As it was, the explosion’s concussion blasted out every window in the room and took off most of the ceiling. Big holes appeared in the walls where hunks of the truck had traveled, and what was left of the walls were in flames. Bodies and parts of bodies littered both the front and back yards.

Harry felt hard pieces of something punching into the wall behind him. Without thinking he clawed his way to the nearest room which happened to be a sumptuous bathroom off the hall he had just flown down. He fell across the sink and onto the toilet as Sweetboy slammed up against the wall he had just left.

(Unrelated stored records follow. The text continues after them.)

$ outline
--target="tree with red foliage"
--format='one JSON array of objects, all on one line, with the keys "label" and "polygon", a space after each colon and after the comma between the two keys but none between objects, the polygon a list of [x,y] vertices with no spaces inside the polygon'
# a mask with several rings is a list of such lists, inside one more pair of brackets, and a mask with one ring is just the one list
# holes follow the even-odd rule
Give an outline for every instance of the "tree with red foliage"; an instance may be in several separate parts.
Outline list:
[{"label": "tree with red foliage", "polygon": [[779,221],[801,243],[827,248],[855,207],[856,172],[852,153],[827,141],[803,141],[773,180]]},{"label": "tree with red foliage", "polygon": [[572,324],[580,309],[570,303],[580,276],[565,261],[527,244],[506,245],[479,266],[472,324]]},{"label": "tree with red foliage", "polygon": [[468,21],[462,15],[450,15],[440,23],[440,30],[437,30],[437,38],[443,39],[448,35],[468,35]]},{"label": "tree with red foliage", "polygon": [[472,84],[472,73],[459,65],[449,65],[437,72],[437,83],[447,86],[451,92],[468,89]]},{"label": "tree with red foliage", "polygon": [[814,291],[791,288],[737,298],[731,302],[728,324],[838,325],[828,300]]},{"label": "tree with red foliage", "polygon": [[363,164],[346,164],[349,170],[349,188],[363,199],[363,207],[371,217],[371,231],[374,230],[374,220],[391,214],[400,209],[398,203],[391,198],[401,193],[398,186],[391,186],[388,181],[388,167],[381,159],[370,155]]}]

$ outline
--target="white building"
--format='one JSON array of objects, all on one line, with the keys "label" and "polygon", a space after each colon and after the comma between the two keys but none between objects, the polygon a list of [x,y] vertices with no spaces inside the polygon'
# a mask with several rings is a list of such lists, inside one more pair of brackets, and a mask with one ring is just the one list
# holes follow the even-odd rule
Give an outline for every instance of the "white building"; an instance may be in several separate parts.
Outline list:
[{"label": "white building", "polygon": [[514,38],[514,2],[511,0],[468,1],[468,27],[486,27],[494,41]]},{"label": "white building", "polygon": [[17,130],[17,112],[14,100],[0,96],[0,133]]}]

Harry watched the last remnants of the explosion course down upon the lying hitman through the open bathroom door. He heard the crackle of flames and the faraway wail of an automatic alarm. Although their detonating the truck was a dangerous maneuver, it was a fortuitous one. Not only had it wiped out most of the opposition in one fell swoop, it was sure to bring authorities. At least a whole bunch of firemen.

Harry cautiously hazarded a glance out the bathroom door. The living room was completely filled with smoke. The hallway off it was littered with debris and blood. Sweetboy lay motionless under a pile of rubble. Harry wasn’t so much interested in whether he was dead or alive as where his guns were. Harry found his own after ten seconds of concerted searching. Before he moved off, he tapped his inside jacket pocket. He heard the click of the plastic cassette within. He had lucked out. He hadn’t lost the evidence. Now all he had to do was find Striker.

Harry shuffled past the hitman’s still form and opened a battered door into a bedroom. Huddled together on the floor were four young women in maids’ uniforms. By the bed in front of them were two more henchmen with guns.

It was a pretty classic confrontation. Both men grabbed for their weapons inside their jackets. Harry brought up both his pistols which were already in his hands and shot them. The one on the right was dead. The one on the left was badly wounded. Harry wasn’t as used to the .357 model.

He walked over and kicked the wounded man’s gun out of reach, then turned his attention to the quartet of pretty women. Each was Anglo, of various hair colors, and all were petrified with fear.

“Where’s the boss?” Harry asked.

Misunderstanding him, the brunette, raven haired, and redhead pointed to the blond. “Aw, son-of-a-bitch!” she said.

“I’m not going to hurt you,” Harry said, feeling more and more like he had stumbled into a John Wayne movie. “I just need to know where Striker is.”

“He’s in his office,” said the brunette.

“Where is it?” asked Harry.

The women looked at each other, suddenly becoming all loyal and secretive.

“Come on, there isn’t much time,” Harry pressed.

“Through there,” the blond said, pointing at a darker-colored, ornately sculptured section of the wall.

“How do I get in?”

“He has a little box that opens it,” said the redhead. “He carries it with him.”

“Great,” Harry muttered.

“But I’ve seen him open it from the bed,” the raven-haired girl piped up.

“I bet you have,” cracked the blond.

“No, really,” said the black-haired girl, hopping up onto the canopied bed and reaching behind the headrest. “Here, look.”

“Hold it,” Harry demanded. “The rest of you get out of here,” he instructed the women. They looked fearfully from the smoke pouring into the room from the living room back to Harry.

“But we don’t have a way out,” complained the blond.

Harry pointed the .357 over their heads and shot through a small, circular stained glass window on the front wall.